To the beef add the Worcestershire sauce and about half a cup of the liquid from cooking the potatoes.  Traditional recipes usually call for sage or rosemary at this point, but my wife is deathly allergic to those spices so I don't use them.  Feel free to add them if you like.  Brown the meat, mixing it to ensure even cooking.


Add flour as you cook to thicken the mixture.  You want to end up with a semi-solid paste-like texture, as these pies need to hold together once cooked.  When the meat is just about cooked return the cooked vegetables to the pan and mix well.


This will make up the filling of the mini-pies.  Remove from heat and set aside.


Step 3:  Pie Crusts


Preheat the oven to 425 degrees F.

Spray your mini muffin trays with cooking spray.  I use four disposable aluminum trays that hold six muffins each when I make this, but there's no reason you can't use non-disposable muffin trays instead.  Open a container of biscuit dough.  Remove the biscuits one at a time, and with your finger spread each one out into a disc of about twice their original diameter.  Press the dough disks into the muffin tins to make dough-cups.


Once all the biscuits are in the tins, place them all in the oven.  Cook them for 6-8 minutes, then remove from the oven.  You do NOT want them to be fully cooked at this point, they should be just starting to turn brown on the outsides but still raw in the middle.  Keep the oven hot, you'll be needing it again soon.

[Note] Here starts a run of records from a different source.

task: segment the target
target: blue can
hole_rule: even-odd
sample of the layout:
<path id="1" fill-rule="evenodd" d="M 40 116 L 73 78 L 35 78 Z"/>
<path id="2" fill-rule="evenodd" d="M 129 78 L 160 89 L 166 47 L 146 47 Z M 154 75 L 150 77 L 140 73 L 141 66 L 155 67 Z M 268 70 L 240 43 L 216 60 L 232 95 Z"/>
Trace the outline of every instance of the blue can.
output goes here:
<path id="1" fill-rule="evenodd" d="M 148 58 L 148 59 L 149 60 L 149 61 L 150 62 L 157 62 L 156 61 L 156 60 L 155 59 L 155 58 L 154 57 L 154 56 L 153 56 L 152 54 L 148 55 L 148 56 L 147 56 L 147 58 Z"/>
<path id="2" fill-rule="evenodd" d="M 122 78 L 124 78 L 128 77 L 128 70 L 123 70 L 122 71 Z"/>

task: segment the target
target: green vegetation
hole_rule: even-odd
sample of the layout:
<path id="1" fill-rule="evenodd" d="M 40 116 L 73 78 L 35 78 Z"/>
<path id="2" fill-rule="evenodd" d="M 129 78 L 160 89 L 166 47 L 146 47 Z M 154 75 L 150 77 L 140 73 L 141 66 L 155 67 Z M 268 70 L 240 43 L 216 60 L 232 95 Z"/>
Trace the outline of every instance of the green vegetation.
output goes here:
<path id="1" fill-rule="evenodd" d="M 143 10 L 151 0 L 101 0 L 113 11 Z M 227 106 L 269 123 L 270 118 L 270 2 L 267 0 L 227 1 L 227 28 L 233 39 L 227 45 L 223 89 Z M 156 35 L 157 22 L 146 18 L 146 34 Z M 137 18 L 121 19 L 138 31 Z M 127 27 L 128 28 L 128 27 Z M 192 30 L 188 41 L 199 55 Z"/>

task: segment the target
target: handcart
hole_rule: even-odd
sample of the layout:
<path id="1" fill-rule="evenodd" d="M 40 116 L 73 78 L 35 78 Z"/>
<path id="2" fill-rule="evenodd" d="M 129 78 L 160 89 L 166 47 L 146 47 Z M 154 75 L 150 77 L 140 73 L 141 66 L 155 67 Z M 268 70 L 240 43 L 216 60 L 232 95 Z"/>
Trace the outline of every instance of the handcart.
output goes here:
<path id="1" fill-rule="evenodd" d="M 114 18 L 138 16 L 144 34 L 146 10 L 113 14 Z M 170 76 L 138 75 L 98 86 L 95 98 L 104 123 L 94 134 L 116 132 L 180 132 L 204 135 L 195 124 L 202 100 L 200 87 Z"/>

While cooking, the centers of the pies will have swelled up.  With a spoon (or your fingers, once the pies have cooled enough) press the centers back down to make them into cups.



Step 4:  Assembly and final baking


Fill each pie-crust just full to the edge of the crust with the meat and vegetable filling.  You should have just enough filling to fill all 24 pies.


Next, scoop enough potato topping mixture onto each pie to cover the meat.  Again, you should have just enough to evenly cover all 24 pies.


Onto the pies sprinkle a bit of paprika, and then the rest of the shredded cheese.


Now return the pies to the oven, and bake for 12 to 15 minutes, or until the cheese is melted and the dough is browned.  Remove from the oven and let cool slightly before removing them from the baking trays.


Makes 24 muffins.
These can be eaten immediately while hot, reheated at a party, or stuck in the fridge for a week and eaten cold for lunch.  So far this recipe has been a huge hit at every potluck I've brought it to, but it also works well as a way of making a week's worth of dinners and lunches in one evening.

1 comment:

  1. Came here by way of TARDIS Prime, but OH MY GOD THIS LOOKS AMAZING. I've always loved Shepherd's Pie, and these look like a glorious take on it.